MUMBAI: Reena Nath (name changed), a group product manager with the foods business of a mid-sized FMCG company, was taken aback when her manager crisply communicated her performance rating to her last month. Despite exceeding her targets for the year, she was adjudged an average performer, no reasons assigned.
"Loyalty and performance mean nothing. I don't even know why," she says, bitter about the unfathomable approach to performance appraisals in her organisation. Nath's case may be an extreme form of poor organisational communication, but quite often, employees get to know at the nth hour that their company is struggling to meet its own performance benchmarks in a difficult economy.
And that leaves them searching for answers at multiple levels. "The greatest blunder companies make is to communicate that the year has been bad around the time they have to declare the annual increment. At times, companies even do it in the increment letter," says Adil Malia , group president, HR, Essar Group.
"It's a matter of continuous communication. You cannot say in nine months that everything is hunky dory and in the 11th month, say the world is collapsing," says Santrupt Misra, head of HR at the Aditya Birla Group.
Here's what companies can do to hold employee trust and loyalty in a difficult year, as the industry heads ET spoke to suggested: Create a culture of periodic, two-way communication that eliminates ambiguities. Set and revise goals regularly , and perhaps even roll down targets in a difficult economic scenario. Make deliverables more structured and measurable.
Some companies have even moved to the more holistic performance management systems, while others have employees set their own performance yardsticks. Explain to employees the rationale for what you do, says R Sankar, executive director and head - people and change consulting , PricewaterhouseCoopers.
"The philosopher Friedrich Nietzsche said, 'If you know the why, you can live any how' . People will be able to put up with hardship and pain if they know why, and if there is a brighter future," he says.
SAYING IT STRAIGHT
Perhaps the worst thing companies can do, is give employees excuses."Your company is not doing well, but you say, 'I now have a different criterion; I'm looking at your competencies , and I suddenly don't find you up to the mark.' That becomes an issue," says Anita Ramachandran, founder, Cerebrus Consultants.
Apart from direct communication, companies are structuring compensation in a way that employees don't take the blow too hard. To start with, they are tweaking performance-linked pay. "I tell many clients that unless you have a strong business case, you should do marginal differentiation," says Ganesh Shermon, partner and country head (human capital), KPMG.
People who have made a difference could get a special bonus and additional benefits, he adds. Malia agrees. By tweaking the variable component, companies are developing employees' entrepreneurial skills, he says.

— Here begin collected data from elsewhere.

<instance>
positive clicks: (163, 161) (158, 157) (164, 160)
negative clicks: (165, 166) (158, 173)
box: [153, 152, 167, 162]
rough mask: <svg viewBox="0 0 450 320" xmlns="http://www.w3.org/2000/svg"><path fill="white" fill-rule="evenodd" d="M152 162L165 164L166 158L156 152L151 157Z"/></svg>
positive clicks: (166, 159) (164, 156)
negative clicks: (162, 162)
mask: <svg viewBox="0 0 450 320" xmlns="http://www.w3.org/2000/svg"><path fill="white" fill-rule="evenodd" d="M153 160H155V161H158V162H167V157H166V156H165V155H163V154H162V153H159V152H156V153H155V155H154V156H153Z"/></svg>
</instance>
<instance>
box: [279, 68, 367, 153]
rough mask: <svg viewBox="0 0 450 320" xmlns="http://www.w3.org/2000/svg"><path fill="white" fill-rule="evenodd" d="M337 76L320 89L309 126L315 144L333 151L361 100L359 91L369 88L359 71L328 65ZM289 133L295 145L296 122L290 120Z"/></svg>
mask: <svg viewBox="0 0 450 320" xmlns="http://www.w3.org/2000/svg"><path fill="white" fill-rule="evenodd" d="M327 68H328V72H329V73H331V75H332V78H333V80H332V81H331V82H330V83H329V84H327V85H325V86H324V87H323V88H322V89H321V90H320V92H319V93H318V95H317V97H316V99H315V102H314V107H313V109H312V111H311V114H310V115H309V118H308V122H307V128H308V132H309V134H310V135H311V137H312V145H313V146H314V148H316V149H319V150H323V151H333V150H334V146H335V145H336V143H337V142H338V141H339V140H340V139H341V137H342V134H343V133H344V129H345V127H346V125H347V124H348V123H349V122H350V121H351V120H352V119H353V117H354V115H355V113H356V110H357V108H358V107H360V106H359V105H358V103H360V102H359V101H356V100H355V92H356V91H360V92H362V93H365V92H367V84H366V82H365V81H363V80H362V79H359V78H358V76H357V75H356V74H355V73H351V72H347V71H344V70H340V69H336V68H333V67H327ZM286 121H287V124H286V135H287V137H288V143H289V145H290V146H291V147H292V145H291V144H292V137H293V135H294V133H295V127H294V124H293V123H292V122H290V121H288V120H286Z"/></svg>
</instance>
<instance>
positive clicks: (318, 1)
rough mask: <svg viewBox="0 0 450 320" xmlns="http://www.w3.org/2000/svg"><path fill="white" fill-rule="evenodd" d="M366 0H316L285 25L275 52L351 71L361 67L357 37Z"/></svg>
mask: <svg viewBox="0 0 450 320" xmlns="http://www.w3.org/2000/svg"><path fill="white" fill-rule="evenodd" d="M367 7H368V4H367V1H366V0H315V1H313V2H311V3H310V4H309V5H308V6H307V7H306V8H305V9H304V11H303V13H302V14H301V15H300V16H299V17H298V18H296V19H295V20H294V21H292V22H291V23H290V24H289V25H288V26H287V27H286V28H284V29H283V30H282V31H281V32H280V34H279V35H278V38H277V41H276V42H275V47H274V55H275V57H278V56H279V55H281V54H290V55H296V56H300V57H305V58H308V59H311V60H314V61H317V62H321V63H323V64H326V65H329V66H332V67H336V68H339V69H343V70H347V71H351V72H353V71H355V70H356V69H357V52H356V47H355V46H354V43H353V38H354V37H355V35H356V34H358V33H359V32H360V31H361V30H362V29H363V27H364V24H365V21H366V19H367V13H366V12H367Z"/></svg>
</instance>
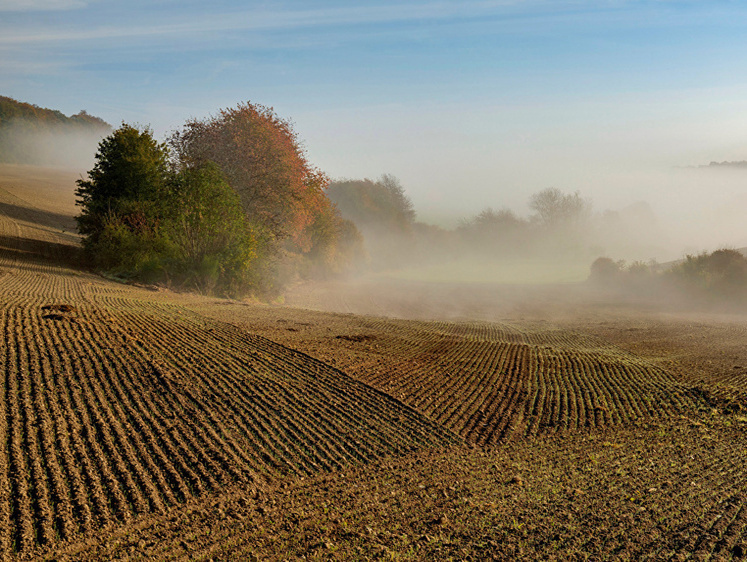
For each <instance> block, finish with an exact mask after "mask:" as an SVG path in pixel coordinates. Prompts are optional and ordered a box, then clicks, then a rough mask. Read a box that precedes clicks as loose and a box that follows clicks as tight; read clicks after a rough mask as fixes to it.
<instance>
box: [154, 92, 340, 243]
mask: <svg viewBox="0 0 747 562" xmlns="http://www.w3.org/2000/svg"><path fill="white" fill-rule="evenodd" d="M169 142H170V145H171V146H172V147H173V148H174V149H175V152H176V156H177V161H178V163H179V165H180V166H185V165H186V166H196V165H199V164H201V163H204V162H207V161H212V162H215V163H216V164H218V166H219V167H220V169H221V171H222V172H223V174H224V175H225V177H226V179H227V181H228V183H229V184H230V185H231V187H232V188H233V189H234V190H236V192H237V193H238V194H239V196H240V197H241V202H242V205H243V207H244V211H245V212H246V214H247V217H248V218H249V220H250V222H251V223H252V224H253V225H254V226H255V227H256V228H257V229H258V230H261V231H263V232H265V233H266V235H268V236H270V237H271V238H273V239H275V240H284V239H287V238H290V239H292V240H293V242H295V243H296V244H297V245H298V247H299V248H301V249H302V250H308V249H309V247H310V243H311V241H310V234H309V232H308V229H309V227H310V226H311V225H312V224H313V222H314V217H315V215H316V214H317V213H318V212H319V211H320V210H322V209H324V207H325V206H327V205H329V202H328V201H327V200H326V197H325V195H324V189H325V188H326V186H327V183H328V179H327V177H326V175H325V174H324V173H323V172H321V171H320V170H318V169H317V168H315V167H313V166H312V165H311V164H310V163H309V162H308V160H307V158H306V153H305V151H304V149H303V147H302V146H301V143H300V141H299V139H298V136H297V134H296V132H295V131H294V130H293V126H292V124H291V123H290V122H289V121H286V120H284V119H281V118H280V117H278V115H277V114H275V112H274V110H273V109H272V108H268V107H264V106H262V105H257V104H251V103H243V104H239V105H238V107H236V108H233V109H224V110H221V111H220V112H219V114H218V115H217V116H215V117H209V118H207V119H202V120H198V119H193V120H191V121H189V122H187V124H186V125H185V127H184V129H183V130H182V131H178V132H176V133H174V135H173V136H172V137H171V139H170V141H169Z"/></svg>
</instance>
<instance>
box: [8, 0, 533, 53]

"If you put more skin in the game, the risk is healthy for business," he adds. In a difficult year, companies typically identify their high performers and are a little more disciplined with 'borderline' performers, says Cerebrus' Ramachandran . "That does not mean you fundamentally alter your approach to performance and compensation, but it is not unusual to take a compensation freeze," she says.
A HOLISTIC APPROACH
Organisations have also learnt hard lessons from the previous slowdown. "Today, companies are conscious of a talent crunch in India, and are more careful before they do drastic things. They did that in 2008-2009 , which caused demotivation and hiring difficulties," she says.
The Aditya Birla Group takes a holistic approach to compensation. "We've looked at compensation sectorally. We believe we don't always have to be the highest paymasters because our employer value proposition is holistic," says Misra. Some organisations have even transitioned from performance appraisal to what they see as the more evolved performance management system, 360-degree feedback and balanced scorecards.
"An appraisal process is evaluative, while management is more integrative and comprehensive," says Shermon. Besides, under an appraisal system, employees often come up against a no-win scenario of hazy goals and expectations. "At the end of the year, you're bound to be very angry," says Shermon. "This is where bosses who've not done their homework, not been transparent and professional, are going to get into serious trouble," he adds.
Appraisal systems are based on the assumption that 80% of the work is done by 20% of the star performers and 20% work is done by 80% of employees, says TV Rao, professor of organisational behaviour at Indian Institute of Management Ahmedabad. Rao suggests that while the 20% should be incentivised, the 80% should be encouraged to be like the stars.